The Police Race
The British Police is no stranger to abuse during arrests, detention
in the cells and in day-to-day conduct. According to the rules, the
Police can conduct a stop-and-search only if they have 'reasonable
suspicion' on facts and intelligence, that the suspect is committing or
about to commit a crime.
But a recent Home Office Select Committee said that the Police had
made ‘tremendous strides' but a 'blatantly disproportionate' number of
black people continue to be stopped and searched.
The Metropolitan Police are also no stranger to racial abuse. Last
year alone there were nearly a hundred of complaints against the Police
on the grounds of racial abuse. Indeed, Metropolitan Police Authority
figures show that on average, blacks are at least four times as likely
to be stopped and searched as whites in London. Racial abuse is common
in almost each and every Police authority in Britain.
Ken Hind was arrested after watching Police detain a teenager.

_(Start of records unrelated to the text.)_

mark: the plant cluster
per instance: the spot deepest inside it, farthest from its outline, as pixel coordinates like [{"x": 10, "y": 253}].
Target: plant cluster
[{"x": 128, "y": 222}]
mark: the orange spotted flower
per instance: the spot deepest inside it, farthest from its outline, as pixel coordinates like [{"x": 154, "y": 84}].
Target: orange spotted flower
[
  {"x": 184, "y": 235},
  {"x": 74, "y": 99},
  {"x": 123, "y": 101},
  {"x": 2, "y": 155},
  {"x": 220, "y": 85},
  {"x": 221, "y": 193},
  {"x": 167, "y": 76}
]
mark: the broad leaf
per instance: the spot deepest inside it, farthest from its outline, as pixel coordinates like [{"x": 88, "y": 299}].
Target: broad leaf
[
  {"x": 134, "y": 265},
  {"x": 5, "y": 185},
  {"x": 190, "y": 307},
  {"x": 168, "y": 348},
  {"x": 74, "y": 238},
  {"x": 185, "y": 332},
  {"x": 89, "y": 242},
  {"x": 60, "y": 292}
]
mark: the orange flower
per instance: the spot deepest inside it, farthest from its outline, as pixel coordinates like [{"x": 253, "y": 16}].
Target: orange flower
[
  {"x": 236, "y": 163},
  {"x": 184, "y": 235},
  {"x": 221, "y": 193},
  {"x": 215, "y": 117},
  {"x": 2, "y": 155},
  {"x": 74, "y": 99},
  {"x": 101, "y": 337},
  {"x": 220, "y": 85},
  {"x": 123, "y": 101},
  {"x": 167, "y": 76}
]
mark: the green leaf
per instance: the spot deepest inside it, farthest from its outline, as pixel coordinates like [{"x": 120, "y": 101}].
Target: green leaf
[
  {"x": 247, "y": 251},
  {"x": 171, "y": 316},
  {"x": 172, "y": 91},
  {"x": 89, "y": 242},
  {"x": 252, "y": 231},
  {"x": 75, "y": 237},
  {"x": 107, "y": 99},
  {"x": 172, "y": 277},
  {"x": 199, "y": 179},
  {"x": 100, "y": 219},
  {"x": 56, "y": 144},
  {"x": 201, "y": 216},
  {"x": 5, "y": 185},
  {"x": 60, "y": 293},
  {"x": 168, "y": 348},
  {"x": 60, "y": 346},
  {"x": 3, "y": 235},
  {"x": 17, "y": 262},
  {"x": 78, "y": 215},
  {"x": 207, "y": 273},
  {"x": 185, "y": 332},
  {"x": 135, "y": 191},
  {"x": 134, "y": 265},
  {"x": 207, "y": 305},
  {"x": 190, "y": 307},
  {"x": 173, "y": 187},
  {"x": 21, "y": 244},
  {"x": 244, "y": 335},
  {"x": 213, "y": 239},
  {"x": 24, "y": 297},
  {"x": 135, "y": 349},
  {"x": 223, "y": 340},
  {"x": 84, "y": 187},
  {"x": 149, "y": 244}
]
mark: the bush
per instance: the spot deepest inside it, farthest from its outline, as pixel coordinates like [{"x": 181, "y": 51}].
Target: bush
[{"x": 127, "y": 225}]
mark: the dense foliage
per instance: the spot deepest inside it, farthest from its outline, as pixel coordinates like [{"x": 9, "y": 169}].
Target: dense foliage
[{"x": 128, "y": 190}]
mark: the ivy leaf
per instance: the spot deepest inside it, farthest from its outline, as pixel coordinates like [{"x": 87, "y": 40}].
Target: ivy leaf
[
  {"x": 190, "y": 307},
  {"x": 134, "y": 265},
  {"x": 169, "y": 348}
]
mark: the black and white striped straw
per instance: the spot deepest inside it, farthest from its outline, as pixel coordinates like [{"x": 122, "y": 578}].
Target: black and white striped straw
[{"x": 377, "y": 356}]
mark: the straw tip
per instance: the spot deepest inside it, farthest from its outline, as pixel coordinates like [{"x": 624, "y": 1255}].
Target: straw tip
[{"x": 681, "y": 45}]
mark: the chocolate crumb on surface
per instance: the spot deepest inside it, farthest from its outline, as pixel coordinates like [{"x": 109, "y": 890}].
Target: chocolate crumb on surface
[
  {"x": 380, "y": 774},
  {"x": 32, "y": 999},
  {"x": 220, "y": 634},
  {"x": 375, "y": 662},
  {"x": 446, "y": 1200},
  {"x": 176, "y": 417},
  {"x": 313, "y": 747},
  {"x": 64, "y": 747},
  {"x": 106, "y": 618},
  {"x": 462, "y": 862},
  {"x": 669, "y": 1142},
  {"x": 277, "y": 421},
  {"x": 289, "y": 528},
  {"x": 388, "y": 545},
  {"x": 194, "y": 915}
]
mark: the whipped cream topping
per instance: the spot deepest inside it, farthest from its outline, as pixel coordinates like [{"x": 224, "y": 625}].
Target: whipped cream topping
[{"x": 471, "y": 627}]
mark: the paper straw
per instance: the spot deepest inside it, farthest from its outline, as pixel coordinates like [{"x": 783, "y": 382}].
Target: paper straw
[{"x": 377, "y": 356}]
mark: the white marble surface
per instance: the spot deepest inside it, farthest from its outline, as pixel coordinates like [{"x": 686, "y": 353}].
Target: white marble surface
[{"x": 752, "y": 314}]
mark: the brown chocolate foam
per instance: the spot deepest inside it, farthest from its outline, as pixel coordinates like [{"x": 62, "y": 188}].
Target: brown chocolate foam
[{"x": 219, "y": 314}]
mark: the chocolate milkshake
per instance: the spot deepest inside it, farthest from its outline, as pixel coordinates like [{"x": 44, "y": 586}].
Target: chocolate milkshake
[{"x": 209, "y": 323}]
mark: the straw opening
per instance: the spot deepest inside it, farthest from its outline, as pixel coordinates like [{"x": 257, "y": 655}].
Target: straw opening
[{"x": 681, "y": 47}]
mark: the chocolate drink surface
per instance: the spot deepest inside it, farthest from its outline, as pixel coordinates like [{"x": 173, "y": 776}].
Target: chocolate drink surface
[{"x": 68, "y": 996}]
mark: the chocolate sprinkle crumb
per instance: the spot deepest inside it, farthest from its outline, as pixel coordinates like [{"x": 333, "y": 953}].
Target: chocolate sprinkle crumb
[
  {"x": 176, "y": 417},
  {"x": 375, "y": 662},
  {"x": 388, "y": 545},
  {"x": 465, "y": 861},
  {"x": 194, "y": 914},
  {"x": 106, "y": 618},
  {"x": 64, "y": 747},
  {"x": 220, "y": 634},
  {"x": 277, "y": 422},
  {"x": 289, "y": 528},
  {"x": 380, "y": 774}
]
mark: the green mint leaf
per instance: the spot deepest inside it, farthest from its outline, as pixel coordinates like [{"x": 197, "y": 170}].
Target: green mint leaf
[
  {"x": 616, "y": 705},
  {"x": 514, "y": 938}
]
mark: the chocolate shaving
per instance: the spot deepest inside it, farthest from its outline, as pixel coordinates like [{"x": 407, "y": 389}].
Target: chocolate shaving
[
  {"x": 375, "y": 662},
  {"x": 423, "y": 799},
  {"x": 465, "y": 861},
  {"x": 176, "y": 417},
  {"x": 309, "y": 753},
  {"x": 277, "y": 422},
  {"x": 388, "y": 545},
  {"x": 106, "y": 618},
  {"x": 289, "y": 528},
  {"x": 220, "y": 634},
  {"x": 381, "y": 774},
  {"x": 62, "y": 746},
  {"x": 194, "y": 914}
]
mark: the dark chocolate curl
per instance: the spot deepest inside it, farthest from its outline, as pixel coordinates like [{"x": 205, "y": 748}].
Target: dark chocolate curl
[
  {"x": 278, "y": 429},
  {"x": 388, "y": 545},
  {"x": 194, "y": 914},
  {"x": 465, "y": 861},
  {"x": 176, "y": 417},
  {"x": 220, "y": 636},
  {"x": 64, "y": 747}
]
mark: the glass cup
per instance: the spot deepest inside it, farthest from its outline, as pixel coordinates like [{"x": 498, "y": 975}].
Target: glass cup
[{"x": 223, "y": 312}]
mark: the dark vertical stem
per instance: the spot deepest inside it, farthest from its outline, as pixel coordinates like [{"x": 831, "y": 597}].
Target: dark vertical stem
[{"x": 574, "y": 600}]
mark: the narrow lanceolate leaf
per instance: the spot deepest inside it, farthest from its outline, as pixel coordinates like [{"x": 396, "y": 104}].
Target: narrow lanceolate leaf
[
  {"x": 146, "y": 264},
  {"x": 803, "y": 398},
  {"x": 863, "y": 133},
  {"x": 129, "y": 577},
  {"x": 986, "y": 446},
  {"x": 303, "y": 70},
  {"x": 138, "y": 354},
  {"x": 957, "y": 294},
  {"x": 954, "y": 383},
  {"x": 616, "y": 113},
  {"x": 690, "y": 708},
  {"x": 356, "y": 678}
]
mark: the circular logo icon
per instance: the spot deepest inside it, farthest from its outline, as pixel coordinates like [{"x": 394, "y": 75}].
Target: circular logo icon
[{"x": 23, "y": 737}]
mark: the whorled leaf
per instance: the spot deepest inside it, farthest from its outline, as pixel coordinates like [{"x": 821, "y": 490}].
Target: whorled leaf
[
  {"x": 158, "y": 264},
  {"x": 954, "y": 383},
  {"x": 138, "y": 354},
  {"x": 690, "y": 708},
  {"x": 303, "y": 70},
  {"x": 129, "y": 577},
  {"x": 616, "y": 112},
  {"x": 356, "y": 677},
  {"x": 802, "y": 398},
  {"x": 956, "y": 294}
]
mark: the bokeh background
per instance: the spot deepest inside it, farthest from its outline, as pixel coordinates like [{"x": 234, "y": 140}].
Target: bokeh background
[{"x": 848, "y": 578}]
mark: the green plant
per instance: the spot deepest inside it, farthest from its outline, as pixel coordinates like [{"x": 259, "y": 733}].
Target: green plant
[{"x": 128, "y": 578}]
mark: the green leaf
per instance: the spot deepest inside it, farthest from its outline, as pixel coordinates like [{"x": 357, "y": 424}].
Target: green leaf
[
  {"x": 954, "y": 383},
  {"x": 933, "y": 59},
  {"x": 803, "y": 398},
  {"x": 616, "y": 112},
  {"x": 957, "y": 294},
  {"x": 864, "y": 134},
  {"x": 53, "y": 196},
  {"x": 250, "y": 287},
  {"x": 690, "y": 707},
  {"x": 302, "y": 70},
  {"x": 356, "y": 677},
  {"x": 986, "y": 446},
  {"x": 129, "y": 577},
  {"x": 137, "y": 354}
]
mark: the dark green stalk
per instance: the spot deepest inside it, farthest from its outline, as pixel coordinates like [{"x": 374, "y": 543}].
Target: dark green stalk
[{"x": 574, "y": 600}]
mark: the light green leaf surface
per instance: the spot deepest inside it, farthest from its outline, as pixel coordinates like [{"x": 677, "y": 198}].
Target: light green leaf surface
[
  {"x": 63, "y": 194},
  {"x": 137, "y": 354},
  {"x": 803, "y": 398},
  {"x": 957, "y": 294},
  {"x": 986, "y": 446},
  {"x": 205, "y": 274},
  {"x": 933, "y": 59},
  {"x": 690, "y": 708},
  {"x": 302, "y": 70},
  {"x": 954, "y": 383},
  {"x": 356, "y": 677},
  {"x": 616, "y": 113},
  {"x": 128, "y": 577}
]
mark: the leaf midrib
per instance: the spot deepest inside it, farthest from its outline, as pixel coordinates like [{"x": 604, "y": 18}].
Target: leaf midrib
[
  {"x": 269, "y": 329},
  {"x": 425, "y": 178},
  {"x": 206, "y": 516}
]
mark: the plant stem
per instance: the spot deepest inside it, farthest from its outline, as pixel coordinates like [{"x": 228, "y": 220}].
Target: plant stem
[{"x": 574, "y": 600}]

Picture courtesy: The Guardian |
Among the well known racial abuse cases the matter of Ken Hinds is
exceptional. Hinds a charismatic youth outreach worker who has helped
hundreds of criminally involved young gagsters to come out clean even
received a commendation from the Metropolitan Police for his 'courage,
tenancy and dedication' in tracking knife crime. He once acted as an
advisor to the Metropolitan Police. But he himself became a victim of
Police abuse and harassment which led to him being stopped and searched
in the street, at tube stations and shopping malls by the Police more
than 100 times during past 20 years.
False arrest
Once he was arrested and held for four hours at a Police station on
suspicion that the car he was driving was a stolen one. It was an old
Audi and was his car. Once he was arrested and detained for using a
train ticket before the validity time. Here there are some train and bus
tickets which can be used only after 9.30 am. He bought one before that
time bracket and tried using it triggering his arrest.
Racial abuse
But he received Sterling Pounds 22,000 as compensation from British
Transport Police for false arrest and malicious imprisonment. Hind says
that the Police have taken years of his life. “Friend told me: walk away
and get on with your life, you will never beat the Police.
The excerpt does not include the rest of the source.